The facts are clear: Not only did the 2011 NDP Platform specifically state the NDP would “put a price on carbon” (pg. 12), but their costing document also showed plans to generate $21.5 billion in government revenue through this scheme over the course of four years (NDP costing tables, pg. 4). Without this revenue, their fiscal plan would have fallen apart. Just like Stéphane Dion’s failed Green Shift, the Mulcair plan proposes raising billions of dollars in new revenue for the government to be put towards new government spending.
Respected economist, Jack Mintz, calculated that the carbon tax would raise gas prices by as much as 10 cents a litre (Financialpost.com, April 29, 2011). By raising the cost of producing and transporting food, a carbon tax will also increase grocery prices. And by increasing the cost of generating electricity – including from natural gas, oil, wood and coal – an NDP carbon tax would make it more expensive for Canadians to heat and power their homes.
It would be more expensive for businesses to create and protect jobs – especially for small- and medium-sized businesses. Farmers would face increased costs of operating their equipment and the manufacturing industry would face added variable costs, making it more likely for them to take their businesses across the border.
When it comes to schemes to raise taxes, it’s apparent the NDP can’t seem to help themselves.

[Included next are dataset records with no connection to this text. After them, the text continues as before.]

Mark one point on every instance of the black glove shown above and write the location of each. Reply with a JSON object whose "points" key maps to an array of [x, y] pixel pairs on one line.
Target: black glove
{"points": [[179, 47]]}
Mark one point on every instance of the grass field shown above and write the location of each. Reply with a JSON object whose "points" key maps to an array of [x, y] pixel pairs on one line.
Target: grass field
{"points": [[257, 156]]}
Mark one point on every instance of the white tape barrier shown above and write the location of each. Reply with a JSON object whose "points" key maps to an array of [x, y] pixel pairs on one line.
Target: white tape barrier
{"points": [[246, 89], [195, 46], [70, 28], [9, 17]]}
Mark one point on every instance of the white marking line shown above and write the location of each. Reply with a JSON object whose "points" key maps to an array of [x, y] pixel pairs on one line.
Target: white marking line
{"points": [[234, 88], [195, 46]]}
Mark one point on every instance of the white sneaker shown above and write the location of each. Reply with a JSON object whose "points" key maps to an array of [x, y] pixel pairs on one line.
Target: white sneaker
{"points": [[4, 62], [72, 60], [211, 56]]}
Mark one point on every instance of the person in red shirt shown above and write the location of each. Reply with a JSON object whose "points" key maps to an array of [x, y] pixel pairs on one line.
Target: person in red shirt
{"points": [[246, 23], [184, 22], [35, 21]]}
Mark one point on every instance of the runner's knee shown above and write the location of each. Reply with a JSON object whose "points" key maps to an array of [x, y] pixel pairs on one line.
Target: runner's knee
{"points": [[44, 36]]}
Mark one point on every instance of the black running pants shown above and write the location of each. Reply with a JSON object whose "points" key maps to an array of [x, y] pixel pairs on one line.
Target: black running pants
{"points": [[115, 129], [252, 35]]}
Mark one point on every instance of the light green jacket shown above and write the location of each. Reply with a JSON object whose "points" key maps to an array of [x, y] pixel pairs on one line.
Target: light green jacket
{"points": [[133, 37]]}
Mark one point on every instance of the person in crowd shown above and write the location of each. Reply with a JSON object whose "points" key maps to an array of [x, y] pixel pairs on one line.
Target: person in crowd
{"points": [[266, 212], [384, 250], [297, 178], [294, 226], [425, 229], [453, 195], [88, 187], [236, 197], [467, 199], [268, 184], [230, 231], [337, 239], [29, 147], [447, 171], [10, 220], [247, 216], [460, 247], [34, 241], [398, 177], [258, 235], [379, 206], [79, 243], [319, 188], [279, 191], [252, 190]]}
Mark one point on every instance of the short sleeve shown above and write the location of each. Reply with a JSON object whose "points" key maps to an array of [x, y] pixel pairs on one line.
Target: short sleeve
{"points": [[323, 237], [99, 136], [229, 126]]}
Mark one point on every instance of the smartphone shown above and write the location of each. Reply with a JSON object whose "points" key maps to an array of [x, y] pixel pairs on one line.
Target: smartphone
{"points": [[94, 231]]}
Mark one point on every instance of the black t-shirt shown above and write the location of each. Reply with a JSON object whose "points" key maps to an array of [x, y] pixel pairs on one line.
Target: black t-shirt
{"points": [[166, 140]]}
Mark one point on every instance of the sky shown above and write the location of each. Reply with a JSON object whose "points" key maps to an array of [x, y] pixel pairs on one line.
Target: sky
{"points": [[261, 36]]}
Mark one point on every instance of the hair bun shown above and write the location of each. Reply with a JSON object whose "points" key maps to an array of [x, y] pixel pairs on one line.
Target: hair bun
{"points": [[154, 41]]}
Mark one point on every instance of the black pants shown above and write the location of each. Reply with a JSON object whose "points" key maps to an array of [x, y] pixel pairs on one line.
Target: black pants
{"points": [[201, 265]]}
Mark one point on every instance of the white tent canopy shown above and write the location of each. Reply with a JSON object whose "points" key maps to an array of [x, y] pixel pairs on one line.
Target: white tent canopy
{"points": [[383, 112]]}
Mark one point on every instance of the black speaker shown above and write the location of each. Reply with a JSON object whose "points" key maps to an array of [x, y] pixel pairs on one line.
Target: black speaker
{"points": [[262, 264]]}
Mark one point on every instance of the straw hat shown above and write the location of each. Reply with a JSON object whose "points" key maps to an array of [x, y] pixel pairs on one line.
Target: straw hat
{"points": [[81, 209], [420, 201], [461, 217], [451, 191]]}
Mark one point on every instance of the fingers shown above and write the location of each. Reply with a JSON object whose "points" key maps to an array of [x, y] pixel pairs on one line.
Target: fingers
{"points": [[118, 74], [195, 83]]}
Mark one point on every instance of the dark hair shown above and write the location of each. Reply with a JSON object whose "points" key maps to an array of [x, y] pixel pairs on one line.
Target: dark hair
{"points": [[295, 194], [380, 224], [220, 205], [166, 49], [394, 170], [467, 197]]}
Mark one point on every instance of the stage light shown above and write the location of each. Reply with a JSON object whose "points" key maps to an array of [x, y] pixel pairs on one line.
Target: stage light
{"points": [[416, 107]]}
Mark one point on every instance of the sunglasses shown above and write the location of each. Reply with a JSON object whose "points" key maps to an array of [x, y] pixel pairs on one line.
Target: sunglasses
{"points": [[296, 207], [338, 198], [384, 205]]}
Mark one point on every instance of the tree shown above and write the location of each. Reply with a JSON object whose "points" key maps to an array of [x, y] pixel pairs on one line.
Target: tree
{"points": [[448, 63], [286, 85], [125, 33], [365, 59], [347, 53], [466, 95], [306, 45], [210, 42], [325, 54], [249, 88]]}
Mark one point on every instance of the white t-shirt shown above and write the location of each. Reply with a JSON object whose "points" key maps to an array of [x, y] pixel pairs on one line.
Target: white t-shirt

The Broadbent Institute, a socialist think-tank headed by NDP insider Ed Broadbent and closely aligned with Thomas Mulcair’s NDP, just released a report outlining an economic plan for Canada – demanding more and higher taxes on Canadians, including a carbon tax.
The report states “a carbon tax and higher taxes on natural resources … need to be considered as a means of financing and promoting the transition to a socially and environmentally sustainable society.”
Further, the report exposes the NDP’s high-tax agenda and their fundamental socialist belief that Canadians should be forced to send more and more of their hard-earned money to big government schemes and bureaucracies: “tax cuts have squeezed the services we already have, and made it difficult to talk about expanding the social programs … taxes are the hinge that links citizens to one another.”
Little wonder the NDP have opposed our Conservative government’s tax cuts since 2006 – like lowering the GST from 7% to 5% and creating the Tax-Free Savings Account – and are against leaving more money in the pockets of Canadian families, where it belongs.
They can call it whatever they want, but the NDP plan to make carbon a commodity will raise prices on consumer costs for Canadians. It is a tax because it will raise costs.
But what can we really expect from Mr. Mulcair when one of his first acts in his short time as the head of the NDP has been to alienate Western Canada and play games with national unity by proclaiming that Canada is suffering from the “Dutch disease”?
Rest assured, our Conservative government will continue to oppose the NDPs plans to raise taxes.